Zinn lived in Auburndale, MA, one of the villages of Newton, MA. The median household income of Newton in 2007 was $110,000, compared to about $50,000 for the entire USA. The 2000 Census found Newton to be 88 percent White and 1.97 percent Black.
A man of the people, if the people were affluent and White.
According to Yahoo Real Estate, Zinn's home on Fern St, Auburndale, MA is worth an estimated $709,000-$733,000. The median price of a house in the northeastern US is about $233,000. Capitalism was bery, bery good to Zinn. (Rupert Murdoch's HarperCollins published Zinn's most popular book.)

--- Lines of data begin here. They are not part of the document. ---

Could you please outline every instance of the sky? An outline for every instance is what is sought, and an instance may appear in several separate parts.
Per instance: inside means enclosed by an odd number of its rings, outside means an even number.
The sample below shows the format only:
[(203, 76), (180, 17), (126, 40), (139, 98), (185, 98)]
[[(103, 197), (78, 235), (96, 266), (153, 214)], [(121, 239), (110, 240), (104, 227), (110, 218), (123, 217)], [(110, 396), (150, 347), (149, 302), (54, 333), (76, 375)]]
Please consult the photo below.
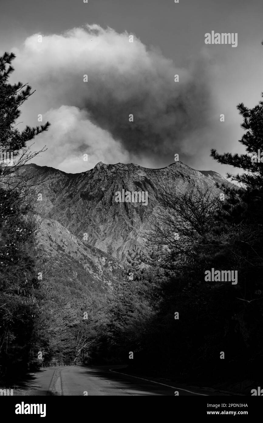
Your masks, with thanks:
[[(245, 152), (236, 105), (260, 99), (263, 18), (262, 0), (1, 0), (0, 54), (16, 55), (11, 82), (35, 90), (19, 127), (52, 124), (33, 161), (76, 173), (164, 167), (176, 154), (236, 172), (210, 150)], [(237, 46), (206, 44), (212, 31), (237, 33)]]

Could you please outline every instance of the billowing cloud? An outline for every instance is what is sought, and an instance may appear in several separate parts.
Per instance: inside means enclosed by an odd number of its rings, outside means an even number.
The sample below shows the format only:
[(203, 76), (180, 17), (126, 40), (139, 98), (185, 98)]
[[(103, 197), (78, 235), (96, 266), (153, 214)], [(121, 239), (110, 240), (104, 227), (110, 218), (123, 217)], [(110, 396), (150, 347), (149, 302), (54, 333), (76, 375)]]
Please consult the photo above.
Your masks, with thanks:
[[(135, 36), (130, 42), (127, 33), (96, 25), (43, 35), (41, 42), (39, 35), (13, 49), (14, 79), (36, 90), (25, 105), (25, 122), (36, 124), (41, 113), (52, 124), (36, 141), (48, 150), (35, 162), (54, 164), (55, 153), (54, 167), (65, 171), (100, 161), (158, 167), (172, 162), (175, 153), (184, 161), (207, 152), (202, 134), (211, 101), (201, 60), (179, 69)], [(84, 153), (90, 162), (81, 169)]]

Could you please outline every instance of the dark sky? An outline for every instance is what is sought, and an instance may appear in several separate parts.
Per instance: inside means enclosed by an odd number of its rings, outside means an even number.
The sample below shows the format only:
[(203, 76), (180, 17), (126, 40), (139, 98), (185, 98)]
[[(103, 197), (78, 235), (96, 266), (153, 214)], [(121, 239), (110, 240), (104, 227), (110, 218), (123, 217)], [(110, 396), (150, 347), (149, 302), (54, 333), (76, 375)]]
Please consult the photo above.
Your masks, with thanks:
[[(52, 124), (35, 162), (73, 173), (100, 161), (157, 168), (179, 153), (224, 174), (232, 170), (210, 149), (244, 152), (236, 106), (255, 106), (263, 91), (262, 0), (2, 0), (1, 11), (1, 52), (17, 55), (12, 81), (36, 90), (24, 124), (39, 124), (39, 114)], [(237, 33), (237, 47), (206, 45), (212, 30)]]

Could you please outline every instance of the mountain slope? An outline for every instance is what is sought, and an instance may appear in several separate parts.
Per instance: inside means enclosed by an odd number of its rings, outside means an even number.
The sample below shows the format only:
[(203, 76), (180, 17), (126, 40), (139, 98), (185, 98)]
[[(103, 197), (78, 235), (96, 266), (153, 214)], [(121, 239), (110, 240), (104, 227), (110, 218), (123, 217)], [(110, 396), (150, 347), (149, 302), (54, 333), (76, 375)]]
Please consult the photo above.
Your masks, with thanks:
[[(57, 220), (87, 245), (121, 260), (142, 248), (149, 219), (161, 205), (163, 190), (176, 196), (196, 183), (219, 193), (216, 183), (228, 183), (216, 172), (200, 172), (181, 162), (158, 169), (100, 162), (92, 169), (75, 174), (35, 165), (25, 167), (42, 195), (42, 201), (36, 201), (40, 216)], [(117, 203), (115, 193), (122, 189), (147, 192), (147, 205)]]

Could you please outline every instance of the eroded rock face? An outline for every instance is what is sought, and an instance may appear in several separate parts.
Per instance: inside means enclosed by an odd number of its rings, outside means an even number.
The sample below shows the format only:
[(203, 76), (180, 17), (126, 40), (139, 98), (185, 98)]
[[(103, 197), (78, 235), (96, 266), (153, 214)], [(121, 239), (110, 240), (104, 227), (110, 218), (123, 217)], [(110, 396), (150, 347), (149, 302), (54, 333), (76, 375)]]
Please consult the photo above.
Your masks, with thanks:
[[(42, 201), (36, 201), (42, 218), (57, 221), (87, 246), (124, 261), (143, 250), (144, 234), (150, 229), (149, 219), (161, 206), (163, 189), (176, 196), (194, 183), (204, 190), (217, 190), (216, 182), (227, 182), (216, 172), (200, 172), (181, 162), (157, 169), (100, 162), (91, 170), (75, 174), (35, 165), (25, 168), (42, 194)], [(122, 189), (147, 192), (148, 204), (116, 202), (115, 192)]]

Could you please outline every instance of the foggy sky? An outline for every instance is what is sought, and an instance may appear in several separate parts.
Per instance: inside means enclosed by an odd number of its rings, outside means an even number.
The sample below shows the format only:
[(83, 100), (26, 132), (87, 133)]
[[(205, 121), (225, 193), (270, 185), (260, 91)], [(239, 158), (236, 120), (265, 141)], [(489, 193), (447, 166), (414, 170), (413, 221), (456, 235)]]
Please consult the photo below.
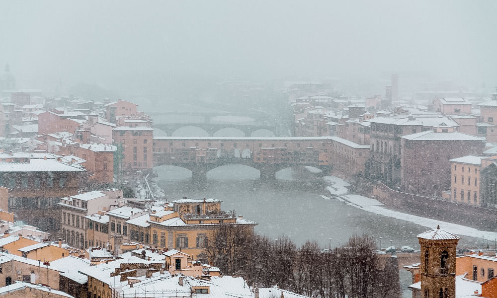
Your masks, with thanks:
[(140, 89), (426, 71), (493, 88), (496, 16), (493, 0), (0, 0), (0, 73)]

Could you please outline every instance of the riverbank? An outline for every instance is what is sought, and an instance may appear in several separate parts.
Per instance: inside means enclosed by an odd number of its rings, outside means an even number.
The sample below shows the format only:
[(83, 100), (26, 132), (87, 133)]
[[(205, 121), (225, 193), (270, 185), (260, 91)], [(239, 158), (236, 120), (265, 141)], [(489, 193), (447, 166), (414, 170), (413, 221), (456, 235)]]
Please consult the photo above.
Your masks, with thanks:
[[(329, 184), (329, 185), (327, 186), (327, 189), (330, 192), (331, 197), (336, 196), (337, 200), (349, 206), (365, 211), (382, 216), (405, 221), (429, 228), (434, 228), (439, 224), (444, 229), (458, 235), (484, 238), (493, 242), (497, 239), (497, 232), (482, 231), (461, 224), (439, 221), (387, 209), (383, 207), (384, 204), (374, 199), (349, 194), (347, 187), (350, 186), (350, 184), (341, 178), (332, 176), (326, 176), (323, 177), (323, 179)], [(331, 199), (326, 196), (323, 197), (327, 199)]]

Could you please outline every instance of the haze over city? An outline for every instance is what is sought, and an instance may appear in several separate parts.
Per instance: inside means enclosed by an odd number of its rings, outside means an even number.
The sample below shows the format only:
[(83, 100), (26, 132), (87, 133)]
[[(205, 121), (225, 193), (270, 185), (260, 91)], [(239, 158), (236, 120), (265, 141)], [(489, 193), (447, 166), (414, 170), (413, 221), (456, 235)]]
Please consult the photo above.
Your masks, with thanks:
[(497, 298), (496, 16), (0, 0), (0, 296)]
[(19, 87), (84, 82), (166, 98), (231, 78), (397, 72), (491, 85), (497, 3), (478, 3), (3, 1), (0, 57)]

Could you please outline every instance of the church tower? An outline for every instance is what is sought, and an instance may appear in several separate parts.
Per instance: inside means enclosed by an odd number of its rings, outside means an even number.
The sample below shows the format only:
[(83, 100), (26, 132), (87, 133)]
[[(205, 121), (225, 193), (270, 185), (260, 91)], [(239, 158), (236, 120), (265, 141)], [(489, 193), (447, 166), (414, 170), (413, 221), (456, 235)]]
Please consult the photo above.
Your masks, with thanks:
[(455, 298), (456, 247), (459, 237), (440, 226), (417, 235), (421, 246), (421, 298)]

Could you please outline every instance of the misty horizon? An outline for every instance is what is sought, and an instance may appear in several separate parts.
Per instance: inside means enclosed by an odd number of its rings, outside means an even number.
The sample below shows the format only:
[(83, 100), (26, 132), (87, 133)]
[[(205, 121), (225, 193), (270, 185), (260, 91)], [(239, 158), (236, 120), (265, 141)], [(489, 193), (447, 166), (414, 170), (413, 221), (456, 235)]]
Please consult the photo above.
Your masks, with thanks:
[(48, 3), (1, 5), (0, 65), (18, 88), (163, 96), (237, 79), (376, 84), (392, 73), (401, 87), (403, 75), (497, 84), (491, 1)]

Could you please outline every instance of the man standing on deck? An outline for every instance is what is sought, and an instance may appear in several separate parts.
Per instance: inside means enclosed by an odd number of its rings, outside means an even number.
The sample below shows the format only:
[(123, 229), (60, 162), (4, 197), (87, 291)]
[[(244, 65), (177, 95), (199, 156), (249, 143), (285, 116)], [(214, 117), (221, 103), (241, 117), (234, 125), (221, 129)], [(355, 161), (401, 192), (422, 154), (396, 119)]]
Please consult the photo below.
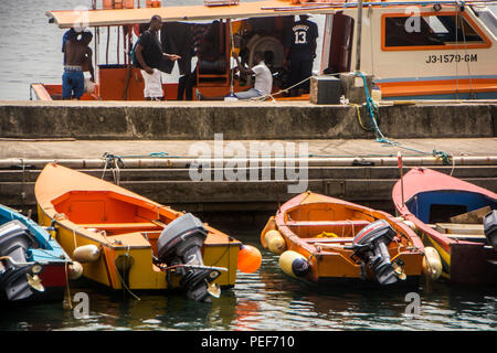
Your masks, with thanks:
[[(242, 75), (254, 75), (254, 87), (243, 92), (236, 92), (234, 96), (237, 99), (252, 99), (252, 98), (267, 98), (271, 95), (273, 88), (273, 75), (271, 69), (264, 63), (264, 53), (254, 53), (254, 66), (246, 68), (240, 62), (240, 57), (236, 52), (233, 52), (233, 57), (236, 60), (239, 71)], [(197, 89), (197, 100), (222, 100), (224, 97), (205, 97)]]
[[(77, 38), (81, 35), (81, 40)], [(88, 44), (92, 32), (77, 33), (70, 31), (64, 34), (62, 51), (64, 53), (64, 73), (62, 74), (62, 99), (81, 99), (85, 88), (83, 72), (89, 71), (92, 82), (95, 82), (92, 63), (93, 52)]]
[(162, 18), (158, 14), (150, 20), (150, 26), (141, 33), (136, 45), (135, 55), (137, 66), (141, 68), (145, 89), (144, 96), (147, 100), (162, 100), (162, 77), (158, 69), (162, 58), (179, 60), (181, 56), (162, 52), (158, 32), (162, 28)]
[[(316, 57), (316, 40), (318, 26), (308, 20), (308, 14), (300, 14), (300, 20), (285, 35), (285, 60), (283, 65), (288, 67), (290, 86), (305, 81), (313, 75), (313, 63)], [(290, 89), (290, 96), (309, 93), (309, 79)]]

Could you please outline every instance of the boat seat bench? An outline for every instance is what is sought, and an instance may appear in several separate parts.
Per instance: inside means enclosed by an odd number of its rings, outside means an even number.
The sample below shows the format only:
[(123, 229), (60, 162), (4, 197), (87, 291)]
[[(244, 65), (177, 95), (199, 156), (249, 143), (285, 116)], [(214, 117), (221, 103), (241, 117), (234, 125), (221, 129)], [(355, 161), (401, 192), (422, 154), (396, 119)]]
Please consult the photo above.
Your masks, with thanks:
[(288, 221), (286, 222), (287, 226), (292, 227), (322, 227), (322, 226), (335, 226), (335, 227), (343, 227), (343, 226), (357, 226), (357, 227), (366, 227), (369, 225), (368, 221)]

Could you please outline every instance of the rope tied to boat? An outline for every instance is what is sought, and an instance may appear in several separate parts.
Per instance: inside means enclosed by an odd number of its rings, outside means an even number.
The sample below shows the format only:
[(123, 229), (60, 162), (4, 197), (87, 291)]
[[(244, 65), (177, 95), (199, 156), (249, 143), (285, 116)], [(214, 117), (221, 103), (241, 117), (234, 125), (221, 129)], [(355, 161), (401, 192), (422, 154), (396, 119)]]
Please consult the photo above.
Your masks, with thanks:
[[(367, 113), (368, 113), (368, 115), (370, 117), (370, 130), (373, 131), (378, 142), (388, 143), (390, 146), (394, 146), (394, 147), (399, 147), (399, 148), (406, 149), (406, 150), (410, 150), (410, 151), (414, 151), (414, 152), (421, 153), (423, 156), (433, 156), (433, 157), (440, 158), (440, 159), (442, 159), (442, 161), (446, 165), (451, 164), (451, 159), (452, 159), (453, 160), (453, 164), (454, 164), (454, 159), (452, 158), (452, 156), (446, 153), (446, 152), (444, 152), (444, 151), (433, 150), (432, 152), (425, 152), (425, 151), (417, 150), (415, 148), (403, 146), (401, 142), (391, 141), (390, 139), (388, 139), (381, 132), (380, 127), (378, 126), (378, 121), (377, 121), (376, 116), (379, 115), (380, 109), (379, 109), (379, 106), (372, 99), (371, 95), (369, 94), (366, 75), (363, 73), (361, 73), (361, 72), (356, 72), (355, 75), (361, 76), (361, 78), (362, 78), (363, 87), (364, 87), (364, 94), (366, 94), (366, 110), (367, 110)], [(356, 109), (358, 111), (359, 124), (361, 125), (361, 127), (363, 129), (366, 129), (366, 127), (362, 124), (362, 120), (360, 119), (359, 106), (358, 105), (353, 105), (353, 104), (351, 106), (356, 106)], [(454, 165), (453, 165), (453, 168), (454, 168)]]

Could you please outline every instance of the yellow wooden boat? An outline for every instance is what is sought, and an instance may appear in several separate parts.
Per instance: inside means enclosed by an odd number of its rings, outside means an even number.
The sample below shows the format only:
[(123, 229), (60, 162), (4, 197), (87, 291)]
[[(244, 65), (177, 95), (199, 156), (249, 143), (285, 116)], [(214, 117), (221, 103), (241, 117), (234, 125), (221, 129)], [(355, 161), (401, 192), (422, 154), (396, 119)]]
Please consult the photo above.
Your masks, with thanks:
[(199, 301), (235, 284), (242, 243), (191, 214), (55, 163), (45, 165), (34, 193), (39, 223), (56, 228), (91, 280), (131, 293), (182, 287)]

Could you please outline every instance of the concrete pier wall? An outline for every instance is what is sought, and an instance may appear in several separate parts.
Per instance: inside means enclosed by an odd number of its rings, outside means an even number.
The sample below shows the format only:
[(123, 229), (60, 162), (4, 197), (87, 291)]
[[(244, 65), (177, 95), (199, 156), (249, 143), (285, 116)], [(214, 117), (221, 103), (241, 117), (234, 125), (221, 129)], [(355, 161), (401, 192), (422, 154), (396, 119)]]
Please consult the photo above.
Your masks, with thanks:
[[(3, 138), (225, 140), (372, 138), (362, 107), (309, 103), (0, 101)], [(389, 138), (497, 136), (495, 104), (380, 106)]]

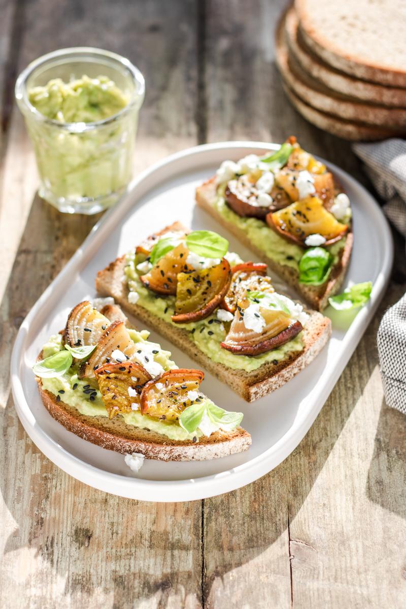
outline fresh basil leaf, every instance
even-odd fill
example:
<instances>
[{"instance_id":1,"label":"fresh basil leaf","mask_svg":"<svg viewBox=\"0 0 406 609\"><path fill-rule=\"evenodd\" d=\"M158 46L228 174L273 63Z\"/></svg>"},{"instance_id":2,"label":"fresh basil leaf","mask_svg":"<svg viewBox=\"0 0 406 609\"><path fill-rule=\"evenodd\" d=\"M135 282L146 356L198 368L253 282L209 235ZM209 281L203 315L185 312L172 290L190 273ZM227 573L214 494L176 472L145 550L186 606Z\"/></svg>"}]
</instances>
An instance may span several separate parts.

Arguing with leftists means you never have to deal with actual arguments, you need only endure their juvenile name-calling (see comments, above). The sad fact is Zinn's "People's History" book was the only work of "scholarship" he ever cranked out and it sold in part because naive high school history teachers and other academic deep-thinkers forced their students to buy it (an apt analog to Zinn's love for authoritarianism). Poor Dr. Zinn went to his grave unable to account for why all these Americans (those of color too) never saw their country as he did. He could never explain why there had been no revolution, no wholesale rejection of the American Dream and its underlying principles. No, wait, he did. He said we're all just too darn stupid to comprehend -- a similar line President Obama is using to explain his own failure to secure his health care "reform" legislation. RIP, Mr. Zinn.
Uncle Dread, your fear of the best contructive criticism found throughout Zinn's teachings is fast becoming the minority emotion. If your an honest person, you'll want to hear the stories of peoples who have been violated, Especially if your own government is responsible. Show some responsibility and don't hold on so tight to Your ideas.